This past week, my capstone professor, Fr. Weiss, asked our class to read through our college application essays and write a short reflection on how we feel we’ve changed or not changed since writing them. At face value, the assignment was relatively simple: read your essays and write a response.
In practice, however, the task was much more difficult. Not only was it surprisingly hard to find where I saved my college essays (here I must give credit to my mom, the ultimate historian/accountant), but it was also quite uncomfortable to hear the voice of my 17-year-old self, for all her strengths and flaws.
In one sense, she was able to identify and articulate themes in our life that have continued to direct our college and professional career. Before I even knew what a LinkedIn profile was, I knew that I wanted to help create and be part of a passionate and collaborative community. It was inspiring to be reminded of how sure I was that Boston College was the school for me and to look back on how I have grown as a result. If I hadn’t had my own back four years ago, I wouldn’t have had the wonderful opportunity to become a part of the BC community or to give back to it.
On the other hand, returning to a version of myself that no longer exists was a bit awkward. We often think we remember how we felt when we first applied to college, graduated high school, or experienced any small or large event in our lives. In reality, we only remember a minute-long version of our own history, often misconstrued in memory.
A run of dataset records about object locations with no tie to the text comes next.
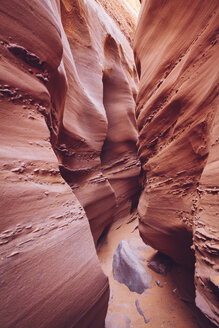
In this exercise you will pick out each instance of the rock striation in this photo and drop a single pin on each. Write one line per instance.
(176, 54)
(63, 66)
(96, 142)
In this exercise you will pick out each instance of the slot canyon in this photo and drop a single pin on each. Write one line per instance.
(109, 163)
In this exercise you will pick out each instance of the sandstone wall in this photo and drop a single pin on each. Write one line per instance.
(176, 53)
(57, 89)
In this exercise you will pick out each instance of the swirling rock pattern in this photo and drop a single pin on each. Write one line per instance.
(176, 53)
(58, 62)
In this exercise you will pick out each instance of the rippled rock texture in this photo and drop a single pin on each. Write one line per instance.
(176, 53)
(67, 84)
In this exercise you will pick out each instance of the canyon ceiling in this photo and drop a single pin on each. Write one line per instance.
(100, 117)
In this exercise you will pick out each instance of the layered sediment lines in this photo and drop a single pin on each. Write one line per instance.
(176, 53)
(96, 144)
(57, 69)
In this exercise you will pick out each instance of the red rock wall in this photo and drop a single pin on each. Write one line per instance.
(50, 275)
(96, 144)
(176, 53)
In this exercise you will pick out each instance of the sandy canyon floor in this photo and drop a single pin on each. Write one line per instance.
(159, 306)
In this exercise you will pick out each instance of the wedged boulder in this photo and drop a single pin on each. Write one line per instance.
(128, 269)
(176, 53)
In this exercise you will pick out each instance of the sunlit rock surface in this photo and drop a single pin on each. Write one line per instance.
(176, 53)
(96, 140)
(62, 65)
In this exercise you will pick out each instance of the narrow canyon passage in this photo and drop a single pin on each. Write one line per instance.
(109, 153)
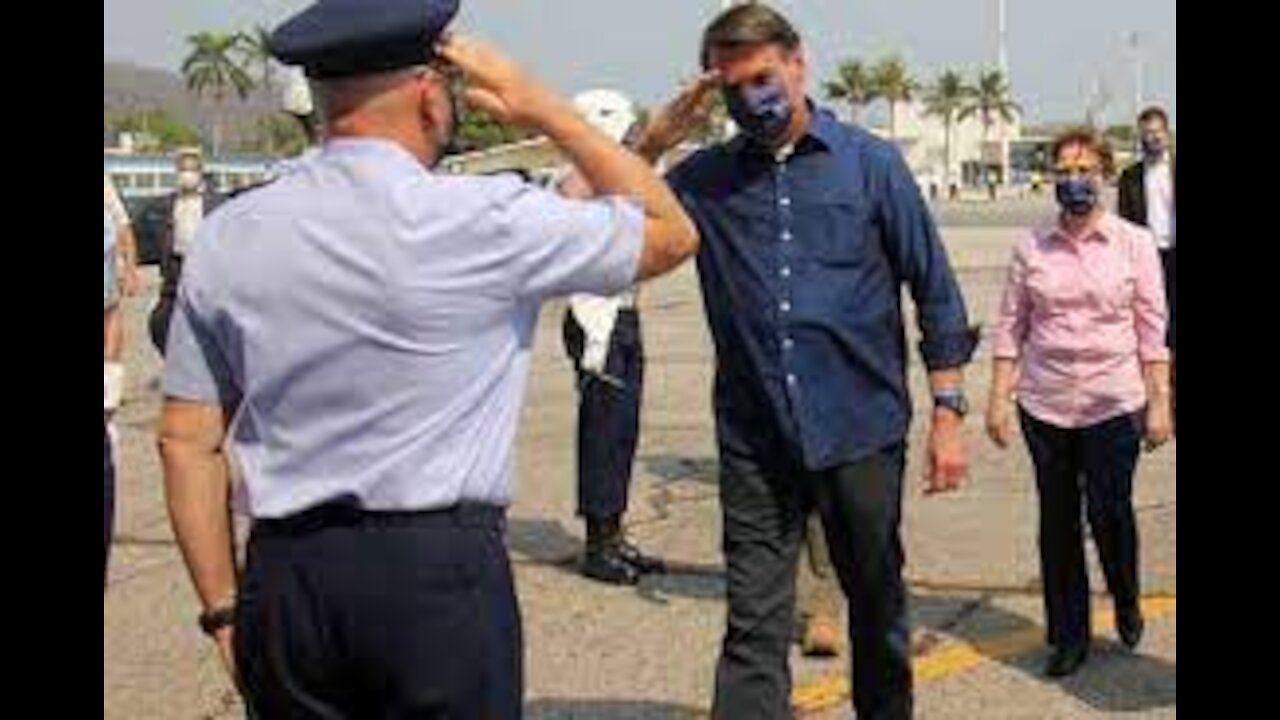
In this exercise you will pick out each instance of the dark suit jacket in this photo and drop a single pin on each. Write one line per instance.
(1133, 192)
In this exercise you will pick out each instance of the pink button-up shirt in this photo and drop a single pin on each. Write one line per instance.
(1082, 317)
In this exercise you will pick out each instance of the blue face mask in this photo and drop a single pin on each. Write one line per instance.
(1078, 196)
(763, 113)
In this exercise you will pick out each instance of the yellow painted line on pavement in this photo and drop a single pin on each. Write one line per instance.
(954, 659)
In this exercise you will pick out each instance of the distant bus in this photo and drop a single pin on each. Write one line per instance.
(145, 182)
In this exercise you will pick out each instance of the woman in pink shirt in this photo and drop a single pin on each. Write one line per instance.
(1080, 359)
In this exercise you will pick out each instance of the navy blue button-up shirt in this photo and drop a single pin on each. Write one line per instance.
(803, 260)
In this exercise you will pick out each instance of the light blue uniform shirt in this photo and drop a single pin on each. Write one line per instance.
(370, 324)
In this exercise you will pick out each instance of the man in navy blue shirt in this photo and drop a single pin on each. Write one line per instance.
(810, 228)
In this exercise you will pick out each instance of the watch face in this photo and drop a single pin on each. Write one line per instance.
(958, 404)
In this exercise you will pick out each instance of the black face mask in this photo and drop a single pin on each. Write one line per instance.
(763, 113)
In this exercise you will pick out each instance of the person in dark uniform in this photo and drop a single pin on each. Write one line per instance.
(368, 323)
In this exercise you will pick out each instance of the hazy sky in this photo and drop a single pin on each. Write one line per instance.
(1063, 53)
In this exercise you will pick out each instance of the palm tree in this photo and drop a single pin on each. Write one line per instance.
(946, 100)
(853, 86)
(211, 69)
(255, 54)
(991, 100)
(892, 82)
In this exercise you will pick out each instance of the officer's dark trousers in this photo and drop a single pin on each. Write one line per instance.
(368, 616)
(1084, 472)
(108, 500)
(608, 418)
(766, 504)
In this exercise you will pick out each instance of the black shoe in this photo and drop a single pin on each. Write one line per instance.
(1066, 660)
(1130, 627)
(603, 563)
(645, 564)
It’s one thing to remember how you felt when you wrote your college essay, but it’s quite another to read the first-hand account of that person and reckon with how you’ve changed.
There’s even evidence for why reflecting on a past self and predicting our future is such a difficult exercise. While it’s relatively easy to recall our past feelings and recognize the differences between then and now, it’s a much larger struggle to project our own futures. We tend to think that we’ll feel the same feelings, like the same things, and be the same person, despite all the evidence suggesting otherwise.
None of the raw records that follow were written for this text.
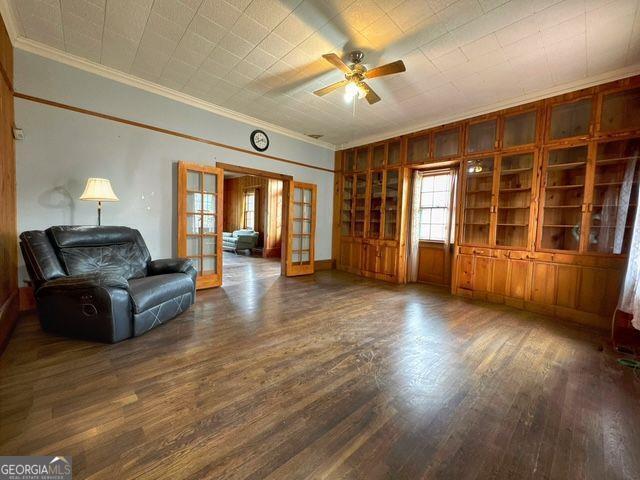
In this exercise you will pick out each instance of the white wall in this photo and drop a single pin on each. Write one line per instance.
(61, 149)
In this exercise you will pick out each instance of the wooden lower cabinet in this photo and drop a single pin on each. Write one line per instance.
(581, 288)
(371, 258)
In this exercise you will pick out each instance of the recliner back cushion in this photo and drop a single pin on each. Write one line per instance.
(113, 250)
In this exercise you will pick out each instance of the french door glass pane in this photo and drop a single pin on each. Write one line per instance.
(194, 180)
(514, 200)
(194, 223)
(394, 153)
(418, 149)
(361, 191)
(563, 198)
(194, 202)
(391, 204)
(375, 204)
(209, 265)
(347, 189)
(479, 187)
(210, 183)
(209, 203)
(378, 156)
(209, 244)
(615, 196)
(193, 246)
(571, 119)
(447, 143)
(482, 136)
(621, 110)
(520, 129)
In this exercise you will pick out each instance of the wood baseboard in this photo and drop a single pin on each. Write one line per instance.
(27, 300)
(319, 265)
(8, 318)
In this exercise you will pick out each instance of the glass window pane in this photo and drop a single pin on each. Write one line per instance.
(209, 244)
(194, 180)
(621, 110)
(447, 143)
(571, 119)
(194, 202)
(209, 265)
(193, 246)
(378, 156)
(482, 136)
(210, 183)
(193, 223)
(394, 153)
(209, 224)
(520, 129)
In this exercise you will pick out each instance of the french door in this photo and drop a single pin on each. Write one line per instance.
(200, 220)
(301, 229)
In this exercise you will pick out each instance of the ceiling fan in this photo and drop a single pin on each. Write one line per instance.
(356, 74)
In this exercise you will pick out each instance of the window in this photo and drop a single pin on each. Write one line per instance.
(435, 197)
(250, 209)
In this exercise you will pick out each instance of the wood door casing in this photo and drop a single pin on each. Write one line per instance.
(206, 278)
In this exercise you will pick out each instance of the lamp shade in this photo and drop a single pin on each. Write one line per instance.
(99, 190)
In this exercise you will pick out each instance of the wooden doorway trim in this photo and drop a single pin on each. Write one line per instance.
(287, 180)
(227, 167)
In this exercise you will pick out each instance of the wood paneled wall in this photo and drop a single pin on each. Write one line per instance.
(268, 209)
(8, 233)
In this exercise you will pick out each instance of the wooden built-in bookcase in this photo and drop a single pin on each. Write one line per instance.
(545, 204)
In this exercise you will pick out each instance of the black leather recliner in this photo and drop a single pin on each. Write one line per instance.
(99, 283)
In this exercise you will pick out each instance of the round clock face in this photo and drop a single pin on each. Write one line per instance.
(259, 140)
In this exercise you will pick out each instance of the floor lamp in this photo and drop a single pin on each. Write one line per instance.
(99, 190)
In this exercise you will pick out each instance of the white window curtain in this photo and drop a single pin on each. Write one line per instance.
(630, 298)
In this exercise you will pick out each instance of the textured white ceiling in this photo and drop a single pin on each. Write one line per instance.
(262, 57)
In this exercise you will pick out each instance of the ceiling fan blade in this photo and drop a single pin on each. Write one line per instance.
(388, 69)
(371, 96)
(331, 88)
(337, 62)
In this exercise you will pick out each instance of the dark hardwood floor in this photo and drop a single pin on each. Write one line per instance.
(328, 376)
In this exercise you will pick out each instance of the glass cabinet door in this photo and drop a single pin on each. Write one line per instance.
(615, 192)
(377, 160)
(360, 204)
(620, 111)
(347, 205)
(393, 157)
(482, 136)
(418, 149)
(478, 201)
(391, 196)
(447, 143)
(375, 203)
(200, 220)
(362, 159)
(514, 200)
(563, 197)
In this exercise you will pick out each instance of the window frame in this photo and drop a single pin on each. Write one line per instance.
(446, 209)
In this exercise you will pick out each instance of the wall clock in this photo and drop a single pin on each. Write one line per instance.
(259, 140)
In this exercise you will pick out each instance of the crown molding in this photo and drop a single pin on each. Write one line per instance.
(539, 95)
(54, 54)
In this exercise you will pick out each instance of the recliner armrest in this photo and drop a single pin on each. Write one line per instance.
(87, 280)
(169, 265)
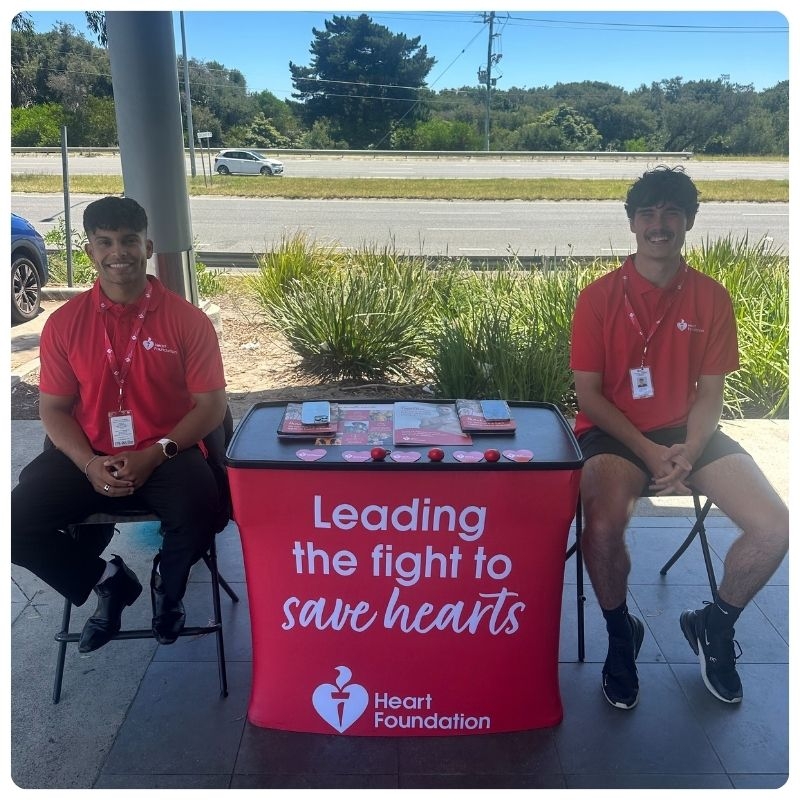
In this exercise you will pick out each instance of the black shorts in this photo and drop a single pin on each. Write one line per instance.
(596, 442)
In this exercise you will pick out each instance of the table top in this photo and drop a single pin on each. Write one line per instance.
(543, 440)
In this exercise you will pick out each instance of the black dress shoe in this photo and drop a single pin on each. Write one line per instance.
(169, 616)
(113, 594)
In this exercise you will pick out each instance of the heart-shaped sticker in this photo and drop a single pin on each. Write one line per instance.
(405, 456)
(310, 455)
(468, 456)
(356, 455)
(518, 455)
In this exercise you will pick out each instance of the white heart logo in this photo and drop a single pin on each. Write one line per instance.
(404, 456)
(468, 456)
(310, 455)
(520, 456)
(356, 455)
(340, 704)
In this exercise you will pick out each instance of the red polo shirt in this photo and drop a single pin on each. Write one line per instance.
(175, 355)
(696, 336)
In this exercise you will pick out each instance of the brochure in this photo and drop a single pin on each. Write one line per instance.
(472, 419)
(427, 424)
(291, 426)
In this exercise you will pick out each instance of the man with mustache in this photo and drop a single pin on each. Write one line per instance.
(652, 342)
(131, 382)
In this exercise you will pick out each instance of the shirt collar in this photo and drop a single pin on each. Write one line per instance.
(639, 285)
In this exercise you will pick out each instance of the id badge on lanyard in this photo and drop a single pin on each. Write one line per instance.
(641, 383)
(641, 377)
(120, 422)
(121, 425)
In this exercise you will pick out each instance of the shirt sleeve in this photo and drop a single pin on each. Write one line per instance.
(56, 375)
(204, 368)
(722, 353)
(587, 352)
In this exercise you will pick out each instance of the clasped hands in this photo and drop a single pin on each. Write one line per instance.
(670, 467)
(121, 474)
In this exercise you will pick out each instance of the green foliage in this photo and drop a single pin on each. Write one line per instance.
(437, 134)
(382, 98)
(375, 73)
(505, 332)
(757, 278)
(37, 126)
(83, 271)
(210, 282)
(360, 318)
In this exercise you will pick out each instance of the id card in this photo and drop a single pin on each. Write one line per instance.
(121, 424)
(641, 383)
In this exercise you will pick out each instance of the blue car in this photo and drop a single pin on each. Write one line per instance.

Ironically, while we have a hard time envisioning future change, we also assume that as time passes, we will continuously improve as human beings. Of course we’ll still have flaws, but those flaws are okay as long as they’re new ones. There’s this myth that a continued effort toward self-improvement requires constant reflection on our past selves and frequent change. This overemphasis on maintaining a constant state of metamorphosis not only fails our past selves but also our current and future selves.
The first danger of this mindset is that it leads you to believe the current new and improved version of yourself has effectively phased out all of your past defects. This can deceive you into thinking you’ll never struggle with the same problem more than once, which is rarely true. Few things in life are linear, and you are better served by identifying the motifs in your life (even the unpleasant ones) than denying their significance for the illusion of change.
The second danger of this mindset is that if you constantly compare your current self to your past self, you’ll always see the past version as “less than.” Think about the last time you reminisced about your high school or middle school self. You probably laughed off all the problems that seemed so monumental then and appear to be so trivial now. But this prevents you from truly enjoying the fruits of your labor of intentional growth in your life. It also belittles your past feelings—even if they’re feelings you no longer possess.
Of course, it’s a good thing to no longer be preoccupied with the woes of a middle-schooler as an adult, but the more empathy we grant our past selves, the easier it is to empathize with people who are at different stages in their lives. In short, the more grace we give all versions of ourselves, the more grace we can give to others.
If you have the time and the means, I’d encourage you to revisit your college application essays or any relics of your past self. Take the time to truly observe and appreciate the person who created that work and the way things have changed for you. Maybe even try to think about how you’ll continue to develop and grow. And after all that hard work, give yourself credit for what you have been able to accomplish and your unlimited potential for the future.